Anyone who’s interested in website design has read the same general advice about attracting the visitors’ interest and making a memorable web page by including elements such as negative space, visible calls to action and mobile-friendliness. But what about details such as the location of the business you’re designing for? How do you include this in your design practices? Read along to find out.
Say you have an online store based in Canberra, Australia that’s selling shoes. Shoes aren’t restricted to the regional audience of Canberra, so you’ve targeted a global audience. What happens if a lot of people in Italy love your products and visit your website?

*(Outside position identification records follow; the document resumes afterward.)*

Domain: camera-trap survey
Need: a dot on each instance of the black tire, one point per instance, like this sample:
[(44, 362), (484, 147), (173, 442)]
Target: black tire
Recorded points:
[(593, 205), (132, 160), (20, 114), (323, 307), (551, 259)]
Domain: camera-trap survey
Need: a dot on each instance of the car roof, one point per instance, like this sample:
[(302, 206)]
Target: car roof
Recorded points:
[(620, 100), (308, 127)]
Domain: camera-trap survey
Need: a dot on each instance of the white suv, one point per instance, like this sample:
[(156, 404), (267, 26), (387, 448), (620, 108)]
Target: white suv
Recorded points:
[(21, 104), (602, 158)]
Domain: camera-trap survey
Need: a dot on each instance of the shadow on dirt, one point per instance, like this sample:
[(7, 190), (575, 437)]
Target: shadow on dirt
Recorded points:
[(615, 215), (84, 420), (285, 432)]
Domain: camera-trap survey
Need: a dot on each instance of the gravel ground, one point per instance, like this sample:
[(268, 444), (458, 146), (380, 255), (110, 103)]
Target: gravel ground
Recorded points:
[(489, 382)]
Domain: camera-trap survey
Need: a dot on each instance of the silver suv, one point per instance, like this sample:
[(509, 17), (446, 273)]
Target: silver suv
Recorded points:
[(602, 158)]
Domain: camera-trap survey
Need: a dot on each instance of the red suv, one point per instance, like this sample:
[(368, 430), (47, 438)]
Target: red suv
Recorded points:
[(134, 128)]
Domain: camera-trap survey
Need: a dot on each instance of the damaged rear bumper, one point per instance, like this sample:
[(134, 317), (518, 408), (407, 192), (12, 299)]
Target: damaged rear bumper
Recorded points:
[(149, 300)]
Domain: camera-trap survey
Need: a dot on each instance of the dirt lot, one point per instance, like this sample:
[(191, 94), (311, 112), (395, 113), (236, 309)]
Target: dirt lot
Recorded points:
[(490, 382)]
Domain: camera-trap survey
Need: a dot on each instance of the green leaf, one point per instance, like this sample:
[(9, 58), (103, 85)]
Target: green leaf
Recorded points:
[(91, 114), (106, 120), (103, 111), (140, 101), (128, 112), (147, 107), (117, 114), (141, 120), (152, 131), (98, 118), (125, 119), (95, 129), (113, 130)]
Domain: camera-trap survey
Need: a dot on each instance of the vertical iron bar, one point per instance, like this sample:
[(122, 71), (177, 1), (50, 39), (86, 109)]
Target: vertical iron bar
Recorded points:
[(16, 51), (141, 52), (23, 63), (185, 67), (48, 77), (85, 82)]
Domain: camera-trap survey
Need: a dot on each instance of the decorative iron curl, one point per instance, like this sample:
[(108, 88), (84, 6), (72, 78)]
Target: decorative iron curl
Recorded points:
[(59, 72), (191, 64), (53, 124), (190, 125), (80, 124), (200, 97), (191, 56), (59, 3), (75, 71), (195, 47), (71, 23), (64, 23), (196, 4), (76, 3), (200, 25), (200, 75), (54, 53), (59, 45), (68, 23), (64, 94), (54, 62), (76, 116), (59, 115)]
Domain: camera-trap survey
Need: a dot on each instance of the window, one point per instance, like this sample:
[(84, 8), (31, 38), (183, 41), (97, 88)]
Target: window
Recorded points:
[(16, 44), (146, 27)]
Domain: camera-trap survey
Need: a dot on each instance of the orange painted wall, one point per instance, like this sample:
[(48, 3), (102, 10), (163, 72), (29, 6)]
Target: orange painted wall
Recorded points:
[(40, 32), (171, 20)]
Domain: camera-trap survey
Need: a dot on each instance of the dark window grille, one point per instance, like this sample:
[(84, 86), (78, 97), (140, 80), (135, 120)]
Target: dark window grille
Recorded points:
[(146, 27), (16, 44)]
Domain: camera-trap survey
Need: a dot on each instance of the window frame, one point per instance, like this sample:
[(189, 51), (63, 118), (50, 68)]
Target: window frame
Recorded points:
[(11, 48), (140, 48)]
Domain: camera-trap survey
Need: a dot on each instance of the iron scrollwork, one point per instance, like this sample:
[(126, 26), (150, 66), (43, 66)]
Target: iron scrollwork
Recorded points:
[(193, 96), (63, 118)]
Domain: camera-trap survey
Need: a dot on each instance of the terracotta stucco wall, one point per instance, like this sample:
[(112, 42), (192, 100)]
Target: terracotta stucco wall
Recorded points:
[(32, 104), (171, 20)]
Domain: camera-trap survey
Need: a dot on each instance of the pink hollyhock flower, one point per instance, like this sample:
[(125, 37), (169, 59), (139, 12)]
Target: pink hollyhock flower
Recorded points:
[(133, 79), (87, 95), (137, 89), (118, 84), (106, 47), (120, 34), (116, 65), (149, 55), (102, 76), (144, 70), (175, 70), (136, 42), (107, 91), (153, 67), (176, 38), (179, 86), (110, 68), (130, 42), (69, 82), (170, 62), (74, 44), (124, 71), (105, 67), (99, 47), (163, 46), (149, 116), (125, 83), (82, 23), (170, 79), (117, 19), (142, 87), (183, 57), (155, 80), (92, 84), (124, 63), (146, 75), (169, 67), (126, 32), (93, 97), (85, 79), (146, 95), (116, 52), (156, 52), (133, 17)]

If you have a local web hosting provider with no servers near Italy, the huge number of Italian visitors will drastically slow down your website’s speed. Besides, according to the website design Perth business Magicdust, 40% of people leave if the website takes over three seconds to load. The solution is simple: use a web host with servers throughout the world, a hosting plan that’s fit for a lot of traffic as well as a CDN.
Colours and Meanings
We are culturally conditioned to attribute different meanings to colours. Take black and white, for instance… In Western countries, black is the colour of mourning, while white is used for happy celebrations, like weddings. In some Eastern countries, these attributions are reversed.
Apart from these general connotations, find out if there are specific colours that the locals associate with something that’s important to them, like a local team or landmark.
Connect Through Images
We all know that a picture is worth a thousand words, so the images you choose to include in your website design are essential to connect with your audience. And this is where the issue of stock photos comes in, those free, general images you can find after a quick Google search.
While these may be OK for global audiences, local audiences need something more personal that they can relate to. This may sound like too much work, but there are plenty of resources online that show you how to create custom images for your website design.
Connect through Words
While a picture may be worth a thousand words, a million pictures don’t equal a good concept. But this concept has to be appropriate for the type of audience you have: global versus local.
If you’re writing to a global audience, your messages should be short, without any colloquial words, emphasising the product and your global presence. Local audiences need longer copy, with plenty of jargon and a strong focus on your location.
One of the most common website design mistakes is to concentrate on your service or product instead of your actual visitors. Websites that serve globally versus locally differ in some key points, but the good news is you can employ these differences to your own advantage in your website design!